Scénario pour un monde parfait

Publié le par Michèle Soullier

Depuis l'avènement de la nouvelle civilisation, l'homme vit dans un monde urbain protégé et hyper-concentré. Hors la ville, c'est le désert, un désert où nulle vie n'est possible. Le règne animal et végétal ancien qui n'a pu être intégré au programme de sauvegarde a disparu, de même que les civilisations primitives.

Mais la paix règne. Les humains ont réussi à éliminer toutes sources de conflits par l'instauration du « solo ». C'est un gage de paix imparable ! Ils disposent chacun d'un boxe de 20 m2 qui leur a été affecté dès l'origine de l'ère nouvelle. Ils ne sortent pas. Pourquoi sortir quand on a tout sous la main ? Pourquoi rencontrer ses semblables quand on se suffit à soi-même ?
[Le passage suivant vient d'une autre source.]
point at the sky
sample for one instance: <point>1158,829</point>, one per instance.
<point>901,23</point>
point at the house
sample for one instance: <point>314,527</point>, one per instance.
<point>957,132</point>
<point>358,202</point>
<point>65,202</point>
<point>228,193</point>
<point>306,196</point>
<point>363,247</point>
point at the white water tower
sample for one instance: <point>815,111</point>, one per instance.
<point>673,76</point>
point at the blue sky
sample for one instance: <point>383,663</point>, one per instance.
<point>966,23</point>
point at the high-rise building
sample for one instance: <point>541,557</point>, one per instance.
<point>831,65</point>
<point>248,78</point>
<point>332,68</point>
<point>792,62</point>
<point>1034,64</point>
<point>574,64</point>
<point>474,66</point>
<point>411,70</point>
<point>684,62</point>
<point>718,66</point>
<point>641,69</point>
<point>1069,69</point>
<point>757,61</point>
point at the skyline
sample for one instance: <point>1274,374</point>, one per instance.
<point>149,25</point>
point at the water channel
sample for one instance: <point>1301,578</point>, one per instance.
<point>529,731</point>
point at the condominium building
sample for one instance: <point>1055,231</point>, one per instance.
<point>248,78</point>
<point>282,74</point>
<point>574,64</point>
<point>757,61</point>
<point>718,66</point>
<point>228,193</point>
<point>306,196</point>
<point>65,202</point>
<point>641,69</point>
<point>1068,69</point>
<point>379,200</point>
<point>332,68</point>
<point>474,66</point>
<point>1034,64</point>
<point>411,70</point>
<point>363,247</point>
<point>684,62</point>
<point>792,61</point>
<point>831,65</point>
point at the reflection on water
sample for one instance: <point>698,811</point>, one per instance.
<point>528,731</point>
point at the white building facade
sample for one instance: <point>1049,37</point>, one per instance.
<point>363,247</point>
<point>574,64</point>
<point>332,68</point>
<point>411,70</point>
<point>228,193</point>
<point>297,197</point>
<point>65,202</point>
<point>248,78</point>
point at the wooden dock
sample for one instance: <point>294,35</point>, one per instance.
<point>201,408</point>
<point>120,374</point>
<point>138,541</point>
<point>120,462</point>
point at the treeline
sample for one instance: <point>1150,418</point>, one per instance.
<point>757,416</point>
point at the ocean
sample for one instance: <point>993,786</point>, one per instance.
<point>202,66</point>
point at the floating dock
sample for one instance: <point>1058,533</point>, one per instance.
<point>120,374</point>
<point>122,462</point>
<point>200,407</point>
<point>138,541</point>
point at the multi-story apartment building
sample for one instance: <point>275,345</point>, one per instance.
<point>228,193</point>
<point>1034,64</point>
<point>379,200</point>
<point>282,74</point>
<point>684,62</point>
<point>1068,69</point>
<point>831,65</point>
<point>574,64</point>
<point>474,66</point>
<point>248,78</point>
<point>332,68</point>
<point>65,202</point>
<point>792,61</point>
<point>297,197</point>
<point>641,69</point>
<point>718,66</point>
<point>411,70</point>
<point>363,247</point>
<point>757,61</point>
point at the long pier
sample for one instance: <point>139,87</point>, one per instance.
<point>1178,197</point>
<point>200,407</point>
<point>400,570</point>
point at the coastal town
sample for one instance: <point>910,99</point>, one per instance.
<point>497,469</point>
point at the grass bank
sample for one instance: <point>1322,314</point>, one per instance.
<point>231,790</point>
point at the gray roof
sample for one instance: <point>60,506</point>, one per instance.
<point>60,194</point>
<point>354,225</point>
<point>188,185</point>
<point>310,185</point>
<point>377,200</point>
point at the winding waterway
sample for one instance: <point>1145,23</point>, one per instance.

Le sommeil a fait l'objet d'une programmation et comme des automates ils se réveillent – à l'heure, branchent le perfuseur qui les alimentent en nutriments pour la journée (celui-ci est approvisionné grâce à un circuit automatisé depuis le laboratoire vers chacun des boxes). Ensuite, ils se connectent et mettent en route le programme des émotions qu'ils vont pouvoir consommer. Les saveurs, les parfums, les images, les sentiments auxquels ils ont droit, ont été établis selon un menu hebdomadaire équilibré et diversifié. Les émotions négatives font l'objet d'une censure sévère car le bien-être est obligatoire.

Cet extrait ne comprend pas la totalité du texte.